Pourquoi, dans le même temps, promouvoir une production de qualité quand nos
produits se heurtent à la concurrence internationale et sont victimes de
l'ouverture de nos frontières à des productions de moindre qualité mais
réalisées à moindre coût ?
Je ne mentionne que pour mémoire les obligations administratives, souvent
dissuasives, auxquelles sont soumis les agriculteurs, mais combien de
formulaires doivent-ils remplir pour la moindre formalité ?
Pourquoi soutenir des systèmes de retraites défaillants dans un secteur où les
administratifs sont maintenant plus nombreux que les actifs ?
Ces interrogations doivent nous amener à nous poser, très simplement mais
honnêtement, la question suivante : pour quel avenir ?
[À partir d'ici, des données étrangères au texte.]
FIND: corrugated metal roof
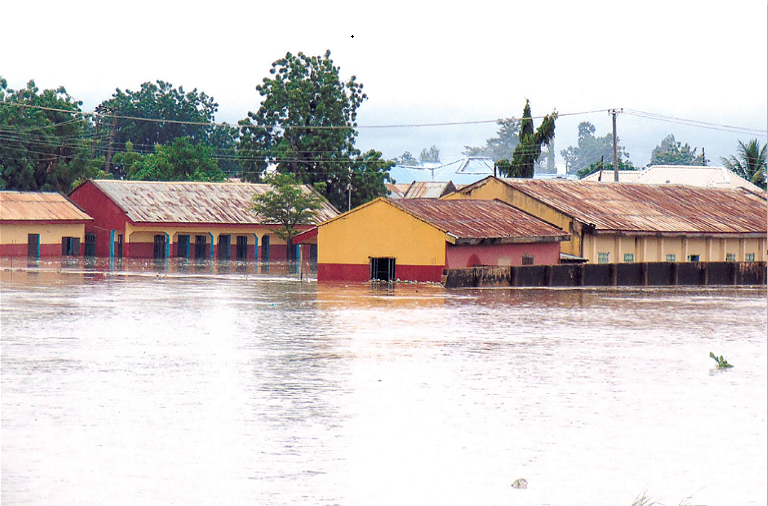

Telle est bien, monsieur le ministre, la France rurale d'aujourd'hui. La
réalité, c'est que toute cette politique notamment fondée sur les lois Voynet,
Chevènement, SRU tend - peut-être est-ce une volonté délibérée - à faire
éclater le tissu rural.
Je souhaiterais tant être démenti !
Monsieur le ministre, il va vous falloir dire à la représentation nationale ce
que vous comptez faire de nos campagnes, de nos agriculteurs et de tous les
acteurs de la vie rurale.
Je veux ici témoigner que les populations rurales, comme leurs maires, veulent
continuer à jouer un rôle véritable dans la vie de notre pays. Les ruraux sont
des Français à part entière. Or, la France que vous nous proposez est une
France à deux vitesses dont nous ne voulons à aucun prix.
Nous attendons une vraie politique, globale, cohérente et viable, pour le
monde rural. Nos agriculteurs veulent vivre de leur travail et continuer d'être
les acteurs du développement durable de notre territoire en même temps que des
« aménageurs » de celui-ci.
Je crois donc, monsieur le ministre, qu'avec vos collègues de l'éducation, de
la santé et de la culture il faut que vous examiniez sérieusement ces questions
incontournables si vous pensez comme moi qu'il y a encore un avenir pour le
monde rural en France.
(Applaudissements sur les travées du RPR, des
Républicains et Indépendants et de l'Union centriste, ainsi que sur certaines
travées du RDSE.)
M. le président.
Mes chers collègues, nous allons maintenant interrompre nos travaux ; nous les
reprendrons à quinze heures.
La séance est suspendue.
(La séance, suspendue à douze heures trente-cinq, est reprise à quinze heures
cinq, sous la présidence de M. Bernard Angels.)